= Global coordination level =

Computational approach for data analysis

Global coordination level (GCL) is a computational method that evaluates the system-wide dependency in multivariate data, by calculating the distance correlation between random subsets of the variables. Originally applied to gene expression data, GCL assesses the level of coordination between genes, which are fundamentally linked in performing tasks and biological functions. Unlike traditional methods that require precise knowledge of pairwise interactions between genes, GCL can evaluate coordination without such information. The GCL value of zero signifies independent gene expression, while values above zero indicate gene-to-gene regulatory interactions.
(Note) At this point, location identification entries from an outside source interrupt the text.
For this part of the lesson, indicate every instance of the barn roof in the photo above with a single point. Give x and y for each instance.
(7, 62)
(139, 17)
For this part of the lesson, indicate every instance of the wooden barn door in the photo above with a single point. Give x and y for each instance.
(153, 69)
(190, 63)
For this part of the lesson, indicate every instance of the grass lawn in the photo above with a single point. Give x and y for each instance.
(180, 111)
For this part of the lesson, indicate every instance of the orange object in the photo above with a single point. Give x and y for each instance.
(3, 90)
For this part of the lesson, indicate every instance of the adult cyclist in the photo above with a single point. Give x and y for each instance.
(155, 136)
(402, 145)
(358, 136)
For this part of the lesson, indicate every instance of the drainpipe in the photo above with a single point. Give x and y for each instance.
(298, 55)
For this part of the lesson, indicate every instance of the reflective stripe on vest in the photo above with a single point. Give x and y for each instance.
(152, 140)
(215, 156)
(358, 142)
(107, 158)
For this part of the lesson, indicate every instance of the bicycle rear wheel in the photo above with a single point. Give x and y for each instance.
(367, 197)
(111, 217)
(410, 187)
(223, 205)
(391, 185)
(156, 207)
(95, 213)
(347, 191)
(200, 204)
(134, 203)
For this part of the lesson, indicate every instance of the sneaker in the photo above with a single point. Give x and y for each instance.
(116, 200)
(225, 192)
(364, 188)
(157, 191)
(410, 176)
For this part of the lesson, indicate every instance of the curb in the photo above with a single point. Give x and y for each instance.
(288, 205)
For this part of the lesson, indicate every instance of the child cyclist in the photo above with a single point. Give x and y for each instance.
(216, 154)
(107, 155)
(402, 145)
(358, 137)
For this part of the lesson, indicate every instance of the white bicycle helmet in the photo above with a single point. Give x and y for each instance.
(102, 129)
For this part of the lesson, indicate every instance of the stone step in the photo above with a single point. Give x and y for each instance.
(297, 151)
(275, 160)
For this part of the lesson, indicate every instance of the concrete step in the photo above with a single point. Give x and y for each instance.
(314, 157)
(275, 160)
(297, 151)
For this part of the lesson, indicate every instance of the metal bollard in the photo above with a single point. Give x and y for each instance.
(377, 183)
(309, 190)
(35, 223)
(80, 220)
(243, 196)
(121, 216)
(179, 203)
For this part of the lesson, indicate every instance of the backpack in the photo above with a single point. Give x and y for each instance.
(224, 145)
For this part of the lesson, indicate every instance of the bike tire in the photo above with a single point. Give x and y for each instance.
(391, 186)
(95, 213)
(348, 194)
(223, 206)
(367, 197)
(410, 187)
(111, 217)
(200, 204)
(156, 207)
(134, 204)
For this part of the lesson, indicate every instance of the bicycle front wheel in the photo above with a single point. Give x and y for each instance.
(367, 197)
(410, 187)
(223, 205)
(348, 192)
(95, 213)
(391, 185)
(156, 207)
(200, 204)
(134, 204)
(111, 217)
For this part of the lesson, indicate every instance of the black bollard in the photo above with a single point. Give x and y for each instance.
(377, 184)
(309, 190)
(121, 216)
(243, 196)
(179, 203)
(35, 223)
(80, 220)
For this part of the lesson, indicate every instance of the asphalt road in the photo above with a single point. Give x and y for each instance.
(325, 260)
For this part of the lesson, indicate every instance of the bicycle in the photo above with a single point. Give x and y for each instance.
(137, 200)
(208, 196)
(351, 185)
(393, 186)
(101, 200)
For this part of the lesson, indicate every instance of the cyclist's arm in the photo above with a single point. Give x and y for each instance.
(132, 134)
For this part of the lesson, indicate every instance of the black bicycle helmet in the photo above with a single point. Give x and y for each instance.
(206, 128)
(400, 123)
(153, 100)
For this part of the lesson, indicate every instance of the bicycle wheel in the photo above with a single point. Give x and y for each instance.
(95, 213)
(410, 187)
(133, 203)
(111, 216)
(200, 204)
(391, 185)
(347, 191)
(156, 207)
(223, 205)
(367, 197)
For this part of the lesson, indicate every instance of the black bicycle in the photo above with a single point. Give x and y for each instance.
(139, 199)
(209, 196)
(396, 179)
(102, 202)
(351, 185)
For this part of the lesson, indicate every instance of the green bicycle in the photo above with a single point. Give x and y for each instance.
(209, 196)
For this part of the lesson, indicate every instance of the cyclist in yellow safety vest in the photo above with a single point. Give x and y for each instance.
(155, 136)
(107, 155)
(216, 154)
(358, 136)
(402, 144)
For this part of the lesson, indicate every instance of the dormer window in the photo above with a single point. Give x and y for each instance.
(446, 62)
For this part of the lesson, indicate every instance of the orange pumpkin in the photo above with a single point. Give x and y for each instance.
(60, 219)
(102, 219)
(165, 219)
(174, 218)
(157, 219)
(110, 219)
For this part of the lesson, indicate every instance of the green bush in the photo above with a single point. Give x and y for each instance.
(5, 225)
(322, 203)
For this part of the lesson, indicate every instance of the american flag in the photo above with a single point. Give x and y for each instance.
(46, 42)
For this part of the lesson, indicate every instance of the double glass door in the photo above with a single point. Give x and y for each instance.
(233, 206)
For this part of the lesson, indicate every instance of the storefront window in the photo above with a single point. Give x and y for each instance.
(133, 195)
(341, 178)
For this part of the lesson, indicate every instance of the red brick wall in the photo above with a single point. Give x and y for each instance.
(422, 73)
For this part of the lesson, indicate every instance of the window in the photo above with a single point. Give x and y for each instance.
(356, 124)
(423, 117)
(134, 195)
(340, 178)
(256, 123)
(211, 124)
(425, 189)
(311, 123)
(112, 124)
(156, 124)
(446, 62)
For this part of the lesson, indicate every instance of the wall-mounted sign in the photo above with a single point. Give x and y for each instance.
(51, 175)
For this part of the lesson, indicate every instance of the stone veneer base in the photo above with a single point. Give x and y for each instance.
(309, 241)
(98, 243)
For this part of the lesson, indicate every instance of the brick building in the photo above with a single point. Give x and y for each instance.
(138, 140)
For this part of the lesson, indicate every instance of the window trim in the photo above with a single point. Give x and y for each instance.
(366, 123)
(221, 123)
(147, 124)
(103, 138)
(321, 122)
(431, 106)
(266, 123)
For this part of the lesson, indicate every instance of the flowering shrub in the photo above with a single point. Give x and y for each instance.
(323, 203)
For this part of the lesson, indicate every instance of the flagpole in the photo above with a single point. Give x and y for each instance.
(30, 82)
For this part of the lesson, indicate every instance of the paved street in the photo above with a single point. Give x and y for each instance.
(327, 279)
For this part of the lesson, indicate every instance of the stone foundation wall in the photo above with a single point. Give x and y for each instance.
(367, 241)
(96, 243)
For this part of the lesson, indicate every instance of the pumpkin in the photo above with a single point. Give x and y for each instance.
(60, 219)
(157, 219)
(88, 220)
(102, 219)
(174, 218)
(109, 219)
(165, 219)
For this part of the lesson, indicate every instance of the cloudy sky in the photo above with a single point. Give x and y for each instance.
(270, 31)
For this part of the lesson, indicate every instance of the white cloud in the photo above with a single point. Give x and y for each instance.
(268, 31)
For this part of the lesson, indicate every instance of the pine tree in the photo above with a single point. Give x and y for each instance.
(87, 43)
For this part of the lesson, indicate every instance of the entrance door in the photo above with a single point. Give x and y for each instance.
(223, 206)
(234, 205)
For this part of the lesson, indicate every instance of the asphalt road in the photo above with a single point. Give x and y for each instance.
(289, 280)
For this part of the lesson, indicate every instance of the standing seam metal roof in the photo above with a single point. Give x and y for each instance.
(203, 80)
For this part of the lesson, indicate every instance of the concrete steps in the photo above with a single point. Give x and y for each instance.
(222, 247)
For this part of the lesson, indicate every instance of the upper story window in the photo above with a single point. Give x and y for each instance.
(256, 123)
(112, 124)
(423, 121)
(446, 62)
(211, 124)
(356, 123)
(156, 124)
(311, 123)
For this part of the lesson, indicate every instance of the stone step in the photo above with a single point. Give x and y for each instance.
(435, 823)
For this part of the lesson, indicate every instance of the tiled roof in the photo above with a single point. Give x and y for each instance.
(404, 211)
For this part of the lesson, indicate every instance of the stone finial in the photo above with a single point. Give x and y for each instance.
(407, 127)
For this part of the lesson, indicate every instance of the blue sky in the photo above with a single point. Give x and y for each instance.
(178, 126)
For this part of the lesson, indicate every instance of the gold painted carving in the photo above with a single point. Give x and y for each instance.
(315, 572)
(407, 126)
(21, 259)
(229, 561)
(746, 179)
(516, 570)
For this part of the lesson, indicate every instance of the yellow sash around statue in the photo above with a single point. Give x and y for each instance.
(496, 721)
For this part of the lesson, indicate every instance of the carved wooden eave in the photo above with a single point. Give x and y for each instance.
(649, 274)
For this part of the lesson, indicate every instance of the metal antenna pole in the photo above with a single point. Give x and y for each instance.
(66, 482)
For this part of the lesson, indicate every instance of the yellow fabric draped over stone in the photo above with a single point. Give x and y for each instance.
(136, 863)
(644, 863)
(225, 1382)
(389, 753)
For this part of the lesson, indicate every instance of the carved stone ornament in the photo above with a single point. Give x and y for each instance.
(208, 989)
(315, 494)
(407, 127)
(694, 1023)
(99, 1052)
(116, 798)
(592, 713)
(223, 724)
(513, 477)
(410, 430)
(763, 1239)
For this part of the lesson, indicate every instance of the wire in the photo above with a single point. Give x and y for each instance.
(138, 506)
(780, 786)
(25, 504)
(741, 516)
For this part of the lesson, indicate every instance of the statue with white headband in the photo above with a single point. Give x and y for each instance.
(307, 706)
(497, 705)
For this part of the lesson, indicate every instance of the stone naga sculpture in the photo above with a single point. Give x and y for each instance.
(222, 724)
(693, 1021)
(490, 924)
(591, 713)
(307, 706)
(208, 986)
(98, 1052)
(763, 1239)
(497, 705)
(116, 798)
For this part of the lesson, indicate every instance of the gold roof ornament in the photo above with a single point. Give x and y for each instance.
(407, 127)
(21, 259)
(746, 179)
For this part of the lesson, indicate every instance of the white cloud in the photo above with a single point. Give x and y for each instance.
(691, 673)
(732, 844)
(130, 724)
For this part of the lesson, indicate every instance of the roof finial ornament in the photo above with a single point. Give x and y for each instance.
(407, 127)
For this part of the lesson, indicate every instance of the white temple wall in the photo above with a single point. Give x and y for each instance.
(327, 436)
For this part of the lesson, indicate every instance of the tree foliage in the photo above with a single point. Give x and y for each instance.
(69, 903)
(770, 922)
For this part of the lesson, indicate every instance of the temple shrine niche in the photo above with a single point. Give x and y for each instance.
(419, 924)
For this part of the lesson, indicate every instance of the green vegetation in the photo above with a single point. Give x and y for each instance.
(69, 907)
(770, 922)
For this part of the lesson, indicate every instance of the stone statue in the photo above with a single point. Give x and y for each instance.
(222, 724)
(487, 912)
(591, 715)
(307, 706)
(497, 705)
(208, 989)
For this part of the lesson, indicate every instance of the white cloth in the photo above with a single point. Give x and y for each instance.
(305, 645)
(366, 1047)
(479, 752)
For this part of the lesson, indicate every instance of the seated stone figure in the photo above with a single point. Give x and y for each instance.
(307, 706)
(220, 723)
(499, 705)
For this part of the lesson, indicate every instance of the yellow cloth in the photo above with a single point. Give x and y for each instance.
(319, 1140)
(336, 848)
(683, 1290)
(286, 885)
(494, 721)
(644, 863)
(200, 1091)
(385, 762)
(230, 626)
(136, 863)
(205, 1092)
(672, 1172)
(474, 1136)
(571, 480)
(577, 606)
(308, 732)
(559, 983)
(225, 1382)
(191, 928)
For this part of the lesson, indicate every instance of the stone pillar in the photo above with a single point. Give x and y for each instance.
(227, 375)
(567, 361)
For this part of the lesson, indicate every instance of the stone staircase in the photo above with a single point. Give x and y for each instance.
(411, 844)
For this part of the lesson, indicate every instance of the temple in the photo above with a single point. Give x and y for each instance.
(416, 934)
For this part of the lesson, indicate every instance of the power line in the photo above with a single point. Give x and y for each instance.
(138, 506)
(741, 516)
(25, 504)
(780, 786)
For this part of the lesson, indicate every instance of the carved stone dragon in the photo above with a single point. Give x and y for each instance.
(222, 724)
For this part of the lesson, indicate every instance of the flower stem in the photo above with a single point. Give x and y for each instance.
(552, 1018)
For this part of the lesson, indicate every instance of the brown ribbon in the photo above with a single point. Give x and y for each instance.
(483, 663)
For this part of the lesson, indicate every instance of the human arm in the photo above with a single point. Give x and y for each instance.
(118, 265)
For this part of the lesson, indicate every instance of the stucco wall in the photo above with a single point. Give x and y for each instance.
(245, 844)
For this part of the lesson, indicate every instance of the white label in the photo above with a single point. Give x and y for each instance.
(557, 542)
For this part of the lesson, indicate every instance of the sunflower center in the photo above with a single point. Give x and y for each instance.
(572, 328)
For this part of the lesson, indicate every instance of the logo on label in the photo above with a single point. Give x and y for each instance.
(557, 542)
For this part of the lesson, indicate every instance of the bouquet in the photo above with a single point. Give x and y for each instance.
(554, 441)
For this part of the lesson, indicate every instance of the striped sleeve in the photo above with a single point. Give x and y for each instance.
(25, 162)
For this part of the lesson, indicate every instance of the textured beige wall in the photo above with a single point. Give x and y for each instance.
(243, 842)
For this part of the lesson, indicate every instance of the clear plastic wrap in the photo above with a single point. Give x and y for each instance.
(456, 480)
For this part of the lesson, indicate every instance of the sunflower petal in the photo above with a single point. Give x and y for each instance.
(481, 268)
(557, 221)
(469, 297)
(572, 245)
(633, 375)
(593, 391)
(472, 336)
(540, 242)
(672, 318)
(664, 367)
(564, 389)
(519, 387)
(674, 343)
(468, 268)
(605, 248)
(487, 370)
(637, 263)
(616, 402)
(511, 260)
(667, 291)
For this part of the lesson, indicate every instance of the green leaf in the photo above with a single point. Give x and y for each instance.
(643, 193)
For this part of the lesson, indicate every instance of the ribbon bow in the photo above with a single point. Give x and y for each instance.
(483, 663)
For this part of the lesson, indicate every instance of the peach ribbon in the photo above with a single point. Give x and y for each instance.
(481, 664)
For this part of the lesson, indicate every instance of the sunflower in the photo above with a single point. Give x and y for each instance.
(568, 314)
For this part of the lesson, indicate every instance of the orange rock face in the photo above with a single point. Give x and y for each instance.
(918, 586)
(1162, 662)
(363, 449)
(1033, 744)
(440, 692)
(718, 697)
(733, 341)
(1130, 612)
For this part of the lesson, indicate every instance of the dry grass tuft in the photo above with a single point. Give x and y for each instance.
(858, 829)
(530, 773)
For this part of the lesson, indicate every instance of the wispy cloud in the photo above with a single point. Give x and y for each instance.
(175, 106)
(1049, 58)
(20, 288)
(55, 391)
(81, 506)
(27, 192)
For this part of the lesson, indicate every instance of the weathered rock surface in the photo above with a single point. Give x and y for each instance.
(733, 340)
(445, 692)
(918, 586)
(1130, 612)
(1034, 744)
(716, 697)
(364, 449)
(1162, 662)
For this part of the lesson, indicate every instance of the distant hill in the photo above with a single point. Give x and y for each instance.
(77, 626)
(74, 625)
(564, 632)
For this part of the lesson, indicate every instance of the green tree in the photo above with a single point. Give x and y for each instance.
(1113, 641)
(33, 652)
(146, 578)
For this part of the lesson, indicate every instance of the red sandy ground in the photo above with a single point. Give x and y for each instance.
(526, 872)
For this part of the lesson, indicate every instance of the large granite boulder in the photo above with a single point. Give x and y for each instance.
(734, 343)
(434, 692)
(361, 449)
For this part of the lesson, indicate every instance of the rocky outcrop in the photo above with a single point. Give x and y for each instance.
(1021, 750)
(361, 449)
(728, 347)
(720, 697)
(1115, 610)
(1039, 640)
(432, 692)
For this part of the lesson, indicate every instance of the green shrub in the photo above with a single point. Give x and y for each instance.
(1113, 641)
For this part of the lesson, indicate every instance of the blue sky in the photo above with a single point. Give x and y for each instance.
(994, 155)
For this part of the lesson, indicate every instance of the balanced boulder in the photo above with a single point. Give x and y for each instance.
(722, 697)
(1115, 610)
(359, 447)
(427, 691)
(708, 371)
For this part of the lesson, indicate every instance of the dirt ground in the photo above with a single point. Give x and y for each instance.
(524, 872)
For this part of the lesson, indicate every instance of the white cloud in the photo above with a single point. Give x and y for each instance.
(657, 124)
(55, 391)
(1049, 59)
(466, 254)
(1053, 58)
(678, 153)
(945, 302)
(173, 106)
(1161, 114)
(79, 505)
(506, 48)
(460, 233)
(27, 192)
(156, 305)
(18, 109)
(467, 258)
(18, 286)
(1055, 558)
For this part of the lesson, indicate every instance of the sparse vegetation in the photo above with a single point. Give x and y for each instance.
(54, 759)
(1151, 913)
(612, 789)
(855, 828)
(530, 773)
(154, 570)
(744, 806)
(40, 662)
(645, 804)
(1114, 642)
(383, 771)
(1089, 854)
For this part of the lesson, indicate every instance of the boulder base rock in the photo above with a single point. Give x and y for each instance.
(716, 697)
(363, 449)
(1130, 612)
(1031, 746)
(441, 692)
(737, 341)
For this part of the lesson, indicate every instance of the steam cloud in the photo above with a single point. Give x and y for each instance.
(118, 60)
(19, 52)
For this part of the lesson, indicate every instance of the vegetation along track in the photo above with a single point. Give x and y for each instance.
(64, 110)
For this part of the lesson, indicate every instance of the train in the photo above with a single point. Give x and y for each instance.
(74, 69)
For instance, when GCL is applied to known genetic pathways in the Kyoto Encyclopedia of Genes and Genomes (KEGG) database, it yields significantly positive values, while random subsets of genes or mock pathways with similar gene expression levels show very low GCL values. Additionally, GCL can be useful in analyzing high-dimensional ecological and biochemical dynamics.

==Introduction==

Genes interact with each other in a complex structure known as the gene regulatory network, which plays a crucial role in implementing various biological functions and performing different tasks within cells. However, inferring the precise pairwise interactions of the gene regulatory network remains challenging due to the large number of functional genes and the inherent stochasticity of these systems. Despite these challenges, certain features of the gene regulatory network can still be extracted without fully inferring all the interactions. For instance, the network connectivity, which refers to the density of actual gene-gene interactions compared to all possible interactions, may have important implications for general cellular processes.

==Method description==
The calculation of the Conditional Likelihood (CL) is based on multivariate dependencies among genes in a given cohort of cells. This involves a repeated procedure of randomly selecting subsets of genes and calculating the distance correlation between them, as described in the work. By averaging over many such gene subsets, a single numerical value, known as the Gene Connectivity Landscape (GCL), is obtained to assess the overall dependencies between the genes.

However, there are several important pre- and post-processing steps that need to be taken into account to ensure the accuracy and reliability of the GCL. Firstly, clustering methods should be applied to divide the analyzed cohort of cells into subsets, and the GCL should be calculated separately for each subset or the largest one to ensure homogeneity. Secondly, cells that deviate significantly from the rest of the cells (referred to as 'outliers') or cells that are too similar to each other (referred to as 'inliers') should be filtered out to avoid their undue influence on the GCL calculation.

Additionally, jackknife analysis, which involves systematically omitting subsets of cells from the analysis and recalculating the GCL, should be performed to test the stability of the results. These steps are necessary because the GCL, like other correlation measures, can be sensitive to unusual cells and heterogeneous cohorts, especially in the context of sparse, noisy, and outlier-prone scRNA-seq data.

==Applications==

Aging: Stochastic aberration of transcriptional regulation is a dominant factor in the process of aging. However, when assessing GCLs in multiple single-cell RNA-sequencing datasets, the decline of GCL with age has been consistently observed across various organisms and cell types. Notably, significant decreases in GCL were found in mouse hematopoietic stem cells based on single-cell RNA-seq data, supporting the hypothesis of aging as dys-differentiation. This idea, originally posited by Richard Cutler in the 1970s, suggests that cells deviate from their proper state of differentiation as they age, as evidenced by the activation of genes that should normally be silent in aged tissues.

Measuring biological variability: The GCL decreases in cohorts of cells with increased 'biological variability' only when it arises from gene interactions. The GCL can be used to assess and compare the ratio between introduced biological and technical variability in cohorts with similar cell-to-cell variability.